Afterwards I would stagger out, my limbs limp, as if I had been battered. I would hear the chirping of crickets, the sounds of distant traffic, and the sunlight would bathe my skin in a radiant glow. The street dogs were unusually calm, and I felt momentarily blessed, as if the air itself was charmed.

The death of Pep cast a pall on the rest of our Pattaya vacation, which was not that much of a break anyway since it involved entertaining Mr. Gomez’s friends. But as soon as we got back, I visited Pep’s place.

When I had left Chiang Mai, the red flame trees were still in bloom. Now, in the dry season, the yellow flowers of the shower tree had formed a carpet on the street. The front door of the shack had a notice in Thai with the sword-and-shield crest of the Royal Thai Police. Fresh flowers had been placed at the foot of the spirit house near the entrance, along with the customary glass of whisky and a slice of chocolate cake, Pep’s favorite dessert. A black rhinoceros beetle, the kind children play with, was inspecting the cake, its horns lowered.

I felt uneasy standing there in front of that spirit house – it seemed more appropriate to lower myself on the pollen-strewn pavement beside the beetle.

Pep was not just my masseuse.

On the night of the lantern festival, the lights and fireworks were reflected in the river. Pep lit a candle and stuck it on our float, before gently sending it off on the water. Her face was aglow, the scarred skin carefully smoothed with powder, with a few beads of perspiration on her neck.

Did you make a wish? I whispered.

She touched my hand and then held it. We looked out over the water.

I’m tired of so much change, she said, her voice a little gravelly.

The float was bobbing against the bamboo bridge, and I leaned down to push it back into the current.

I made a wish, I said. For you to find peace. And all my other friends.

I made one for you, she said, with a sad smile. But I cannot say, for fear it may not come true.

I smiled back. Think of all the fish in the river, I said — how lucky they must feel, stuffing themselves with bread!

I am lucky too, Pep said. To have a friend like you, with a good heart. Her eyes were glistening as they followed the float which was now speeding away downstream.

They say the more you let go of the present, the more the future will bring better things.

We heard a bang, as a firecracker went off nearby. A Russian man came by and started talking to Mr. Gomez. The Russian stared at me, and then at Pep, who merely tossed her head. As he and Mr. Gomez continued their discussion, I remember noticing the Russian’s enormous pincer-like hands.
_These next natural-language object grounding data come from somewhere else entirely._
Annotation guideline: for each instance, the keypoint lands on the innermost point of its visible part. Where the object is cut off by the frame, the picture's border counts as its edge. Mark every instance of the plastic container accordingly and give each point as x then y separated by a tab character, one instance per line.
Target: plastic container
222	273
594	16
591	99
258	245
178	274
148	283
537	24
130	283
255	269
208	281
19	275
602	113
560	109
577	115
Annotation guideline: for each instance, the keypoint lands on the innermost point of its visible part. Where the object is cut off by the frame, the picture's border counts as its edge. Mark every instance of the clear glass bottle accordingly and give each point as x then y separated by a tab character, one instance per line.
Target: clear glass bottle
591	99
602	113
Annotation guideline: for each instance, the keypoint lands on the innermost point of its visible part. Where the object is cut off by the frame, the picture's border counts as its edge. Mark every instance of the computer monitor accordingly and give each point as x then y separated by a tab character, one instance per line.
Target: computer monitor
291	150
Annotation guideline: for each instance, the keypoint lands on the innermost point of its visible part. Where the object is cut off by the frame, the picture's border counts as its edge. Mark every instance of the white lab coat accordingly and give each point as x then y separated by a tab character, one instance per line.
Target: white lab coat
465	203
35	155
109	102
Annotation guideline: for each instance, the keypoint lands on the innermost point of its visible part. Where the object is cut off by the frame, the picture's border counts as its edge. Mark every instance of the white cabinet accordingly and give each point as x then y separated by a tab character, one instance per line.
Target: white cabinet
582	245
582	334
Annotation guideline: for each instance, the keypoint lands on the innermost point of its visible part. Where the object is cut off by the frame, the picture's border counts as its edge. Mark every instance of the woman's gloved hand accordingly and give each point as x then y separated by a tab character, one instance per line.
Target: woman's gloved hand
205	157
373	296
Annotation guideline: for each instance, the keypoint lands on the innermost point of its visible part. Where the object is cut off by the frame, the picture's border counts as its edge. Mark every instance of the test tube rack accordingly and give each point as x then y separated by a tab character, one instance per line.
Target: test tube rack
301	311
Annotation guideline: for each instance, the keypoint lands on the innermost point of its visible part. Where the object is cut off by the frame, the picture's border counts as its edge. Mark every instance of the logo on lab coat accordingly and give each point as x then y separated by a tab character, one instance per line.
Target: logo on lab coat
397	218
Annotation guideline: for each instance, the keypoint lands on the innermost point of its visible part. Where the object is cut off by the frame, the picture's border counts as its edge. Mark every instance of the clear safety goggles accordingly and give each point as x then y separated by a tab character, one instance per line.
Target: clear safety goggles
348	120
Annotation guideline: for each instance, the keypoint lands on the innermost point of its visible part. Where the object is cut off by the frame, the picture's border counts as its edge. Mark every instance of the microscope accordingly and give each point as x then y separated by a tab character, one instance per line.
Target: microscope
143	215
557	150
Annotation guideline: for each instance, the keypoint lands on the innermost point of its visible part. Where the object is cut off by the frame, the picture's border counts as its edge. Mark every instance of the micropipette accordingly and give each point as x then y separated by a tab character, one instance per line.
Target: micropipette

Mr. Gomez touched my shoulder. He pointed to his fat gold watch. Time to head home, he said. The Russian accompanied us back, his arms circling our waists. Pep walked stiffly at first, but soon her gait was more relaxed. I was nervous, as I still am despite all my training.

The beauty the Russian and his friends are after, Mr. Gomez said later, is only skin-deep. And it fades so quickly. His fingers brushed away a tear from my cheek. If there is a loveliness that lasts, my dear, it is beyond time.

I didn’t know what he meant then, but now, kneeling at the threshold of Pep’s place, I understood how loveliness can lurk like a jewel in the damp coils of memory — and how a green sliver of the self can glide away with our dreams.